Sometimes….sometimes, I feel guilty. I feel guilty that I am not a cheerful, and shiny morning mom. I am a mom who rolls out of bed because I have to get the bare basics done before the children head off to school. Shiny, I am not. Cheerful, not quite.
The bare basics? That would be IJ. Out of the four who leave the home by 0730, IJ is the one who is dependant upon me to get him up, dress him, feed him, pack his lunch, get his coat on, and out the door on time. He, thankfully, complies. Still though, he needs the assist. The girls, well, they are where I feel a bit of guilt.
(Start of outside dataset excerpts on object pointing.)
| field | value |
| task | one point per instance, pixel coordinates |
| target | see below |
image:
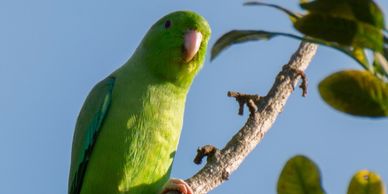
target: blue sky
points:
(53, 52)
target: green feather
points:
(128, 130)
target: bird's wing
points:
(88, 125)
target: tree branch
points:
(221, 163)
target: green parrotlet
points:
(128, 129)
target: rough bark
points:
(264, 111)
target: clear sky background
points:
(53, 52)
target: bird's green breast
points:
(138, 139)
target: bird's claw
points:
(178, 185)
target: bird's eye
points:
(167, 24)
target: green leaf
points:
(292, 15)
(356, 92)
(366, 182)
(366, 11)
(300, 176)
(241, 36)
(380, 63)
(343, 31)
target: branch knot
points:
(250, 100)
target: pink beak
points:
(193, 41)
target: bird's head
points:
(175, 46)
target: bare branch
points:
(222, 163)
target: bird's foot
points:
(178, 185)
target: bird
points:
(127, 132)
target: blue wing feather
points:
(87, 129)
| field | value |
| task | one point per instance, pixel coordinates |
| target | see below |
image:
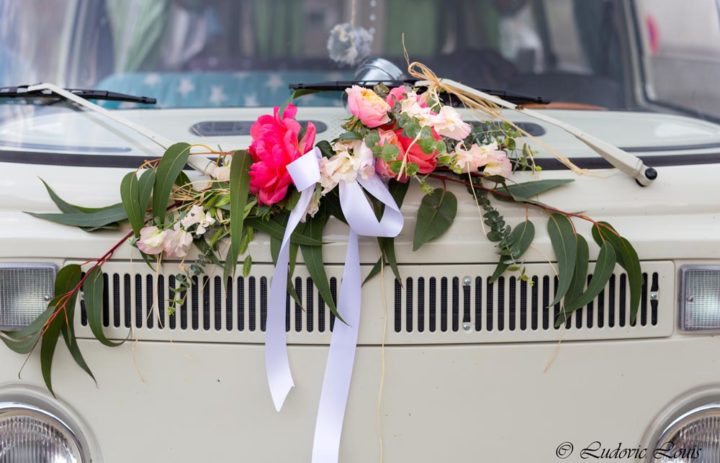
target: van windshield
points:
(582, 54)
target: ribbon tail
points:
(339, 367)
(277, 364)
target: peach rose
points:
(367, 106)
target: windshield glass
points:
(240, 53)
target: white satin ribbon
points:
(305, 172)
(362, 221)
(338, 370)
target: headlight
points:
(691, 437)
(25, 290)
(699, 298)
(31, 435)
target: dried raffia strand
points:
(477, 103)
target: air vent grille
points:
(434, 304)
(449, 304)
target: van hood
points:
(70, 132)
(655, 218)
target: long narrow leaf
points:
(145, 187)
(64, 206)
(93, 289)
(564, 243)
(312, 255)
(65, 281)
(628, 259)
(106, 216)
(170, 166)
(130, 195)
(601, 275)
(435, 215)
(582, 260)
(47, 349)
(528, 190)
(68, 333)
(239, 189)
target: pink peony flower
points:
(275, 145)
(152, 240)
(367, 106)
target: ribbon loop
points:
(305, 172)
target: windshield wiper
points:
(345, 84)
(23, 91)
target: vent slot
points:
(510, 304)
(146, 302)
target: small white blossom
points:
(198, 216)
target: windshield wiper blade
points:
(340, 85)
(23, 91)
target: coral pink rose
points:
(367, 106)
(426, 162)
(275, 145)
(396, 95)
(382, 167)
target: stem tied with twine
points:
(476, 102)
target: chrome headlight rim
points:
(678, 411)
(682, 299)
(38, 398)
(20, 409)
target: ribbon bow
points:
(305, 172)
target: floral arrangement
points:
(398, 137)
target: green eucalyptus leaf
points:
(436, 213)
(517, 242)
(628, 259)
(247, 265)
(500, 268)
(145, 184)
(65, 281)
(93, 290)
(325, 148)
(528, 190)
(93, 220)
(582, 259)
(564, 243)
(205, 249)
(67, 207)
(601, 275)
(130, 195)
(521, 238)
(312, 255)
(168, 170)
(239, 190)
(68, 333)
(48, 344)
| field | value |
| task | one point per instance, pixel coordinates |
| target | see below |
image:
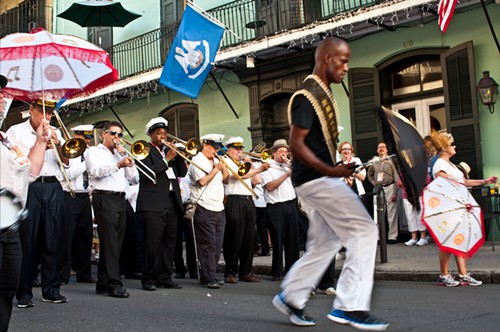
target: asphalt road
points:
(408, 306)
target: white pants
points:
(337, 218)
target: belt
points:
(45, 179)
(80, 195)
(109, 192)
(247, 197)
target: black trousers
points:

They wake up (to their own alarm clocks), make their breakfast (if they eat, which they are doing lately, thankfully), make their lunch and get out the door on time without any reminders from me. They truly are independent in this area of life. That is great, but sometimes I feel guilty that I do not help them, at all. Well, sometimes in a blue moon, I do help. Still though, a mom should make their kids breakfast with a smiling face. Right? A mom should pack the lunches with a smiling face. Right? A mom should send the children off to school with a kiss, hug, and smiling face. Right? The last statement has made me laugh. The 14 year old and 12 year old are not into the hugs and kisses, they cringe each time I make them participate in this activity, but a smiling face would be good, and accepted by them.
No worries though, my guilt ridden moments only last for a few seconds. I suppose, ultimately, I do not feel that guilty otherwise I would change. Also, my children are independent, is that not one of our goals as a Mom – to raise our children to be independent and reliable people? That is one of my goals.
No worries, when I do start to feel a tad guilty, my compadre co-worker will blatantly remind me that this a good thing; the children do not need my assistance in the morning. That is our goal: to raise our children to be independent and reliable people.
Yes, you do see seven children, one is Benjamin’s girlfriend, Randie.
Left to Right: IJ, Randie-Lynn, Benjamin, ED, GD, EM, EJ
Where did this post come from? This morning, my sometimes guilt ridden moment arrived, ever so briefly, with my 10 year old daughter as she gave me a hug, and kiss goodbye. The guilt ridden moment passed as quickly as it came during our morning goodbye phrase that we say to each other; “Peace and joy to you this day.”
If you are a parent, do you ever have moments of parenting guilt even when you know that all is good?